Optional: numba for JIT-accelerated MI computation (strongly recommended).

Quick Start

import scanpy as sc
from genevector.data import GeneVectorDataset
from genevector.model import GeneVector
from genevector.embedding import GeneEmbedding, CellEmbedding

# Load your single-cell data
adata = sc.read_h5ad("your_data.h5ad")

# Create dataset (auto-selects fastest MI backend)
dataset = GeneVectorDataset(adata)

# Train the model
model = GeneVector(dataset, output_file="genes.vec", emb_dimension=100)
model.train(1000, threshold=1e-6)

# Load gene embeddings
gene_embed = GeneEmbedding("genes.vec", dataset, vector="average")

# Generate cell embeddings
cell_embed = CellEmbedding(dataset, gene_embed)
adata_embedded = cell_embed.get_adata()

# Analyze gene similarities
similarities = gene_embed.compute_similarities("CD8A")
gene_embed.plot_similarities("CD8A", n_genes=10)

MI Computation Backends

GeneVector computes pairwise co-expression scores between all genes as the training target. For mutual information (the default target), multiple backends are available with automatic dispatch.

Dispatch Priority

When mi_backend="auto" (the default), GeneVector selects the fastest available backend:

Priority Backend Speedup vs Legacy How It Works Availability
1 CUDA GPU ~200-1000x PyTorch scatter-based histograms on GPU Requires device="cuda" and NVIDIA GPU
2 Rust ~100-800x Native compiled with rayon parallelism Requires maturin develop --release build
3 Numba ~100-500x JIT-compiled, parallel across CPU cores Requires pip install numba
4 NumPy ~10-30x Vectorized discretization, Python pair loop Always available (default fallback)

Selecting a Backend

# Auto-select (recommended): picks the fastest available
dataset = GeneVectorDataset(adata, mi_backend="auto")
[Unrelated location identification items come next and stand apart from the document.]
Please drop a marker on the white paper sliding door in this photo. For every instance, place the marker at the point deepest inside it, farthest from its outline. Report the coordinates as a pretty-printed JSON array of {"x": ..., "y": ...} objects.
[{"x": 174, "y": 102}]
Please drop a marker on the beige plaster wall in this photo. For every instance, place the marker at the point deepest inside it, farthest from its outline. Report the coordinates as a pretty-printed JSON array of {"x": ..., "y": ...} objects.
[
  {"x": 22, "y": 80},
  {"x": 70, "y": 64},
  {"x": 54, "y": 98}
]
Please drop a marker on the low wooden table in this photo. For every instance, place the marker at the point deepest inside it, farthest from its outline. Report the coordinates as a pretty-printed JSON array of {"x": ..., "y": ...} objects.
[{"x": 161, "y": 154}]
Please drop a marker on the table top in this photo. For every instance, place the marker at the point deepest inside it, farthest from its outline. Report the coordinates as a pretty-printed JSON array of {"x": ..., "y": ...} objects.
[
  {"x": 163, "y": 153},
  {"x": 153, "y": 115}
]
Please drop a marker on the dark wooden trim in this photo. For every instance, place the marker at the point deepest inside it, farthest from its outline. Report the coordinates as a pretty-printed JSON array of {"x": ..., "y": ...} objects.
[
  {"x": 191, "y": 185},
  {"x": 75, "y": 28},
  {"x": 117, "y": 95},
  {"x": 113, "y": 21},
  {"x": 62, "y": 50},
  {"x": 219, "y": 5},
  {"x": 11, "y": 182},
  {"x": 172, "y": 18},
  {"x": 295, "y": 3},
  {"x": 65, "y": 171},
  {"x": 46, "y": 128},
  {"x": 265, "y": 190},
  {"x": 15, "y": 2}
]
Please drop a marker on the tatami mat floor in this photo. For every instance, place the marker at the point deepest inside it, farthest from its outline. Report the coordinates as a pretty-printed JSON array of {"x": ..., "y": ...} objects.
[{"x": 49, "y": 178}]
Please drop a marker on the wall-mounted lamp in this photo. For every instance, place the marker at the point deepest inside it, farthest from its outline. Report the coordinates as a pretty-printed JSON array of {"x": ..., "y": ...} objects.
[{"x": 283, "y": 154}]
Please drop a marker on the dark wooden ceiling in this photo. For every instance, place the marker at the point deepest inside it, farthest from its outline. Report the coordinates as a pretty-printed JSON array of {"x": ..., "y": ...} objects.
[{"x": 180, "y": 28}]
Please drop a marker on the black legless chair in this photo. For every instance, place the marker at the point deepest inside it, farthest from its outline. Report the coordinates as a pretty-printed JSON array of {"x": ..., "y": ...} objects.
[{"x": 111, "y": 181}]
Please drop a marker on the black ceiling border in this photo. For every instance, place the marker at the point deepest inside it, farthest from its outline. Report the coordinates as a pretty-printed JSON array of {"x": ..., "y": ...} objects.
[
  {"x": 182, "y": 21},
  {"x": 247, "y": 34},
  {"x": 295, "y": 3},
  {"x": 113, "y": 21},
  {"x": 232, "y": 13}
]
# Force a specific backend
dataset = GeneVectorDataset(adata, mi_backend="rust")
dataset = GeneVectorDataset(adata, mi_backend="numba")
dataset = GeneVectorDataset(adata, mi_backend="numpy")
dataset = GeneVectorDataset(adata, mi_backend="gpu", device="cuda")

Check Available Backends

from genevector.metrics import HAS_NUMBA

# Rust availability (if built)
try:
    from genevector._rust import compute_mi_pairs
    print("Rust backend: available")
except ImportError:
    print("Rust backend: not installed")

print(f"Numba backend: {'available' if HAS_NUMBA else 'not installed'}")

import torch
print(f"CUDA backend: {'available' if torch.cuda.is_available() else 'not available'}")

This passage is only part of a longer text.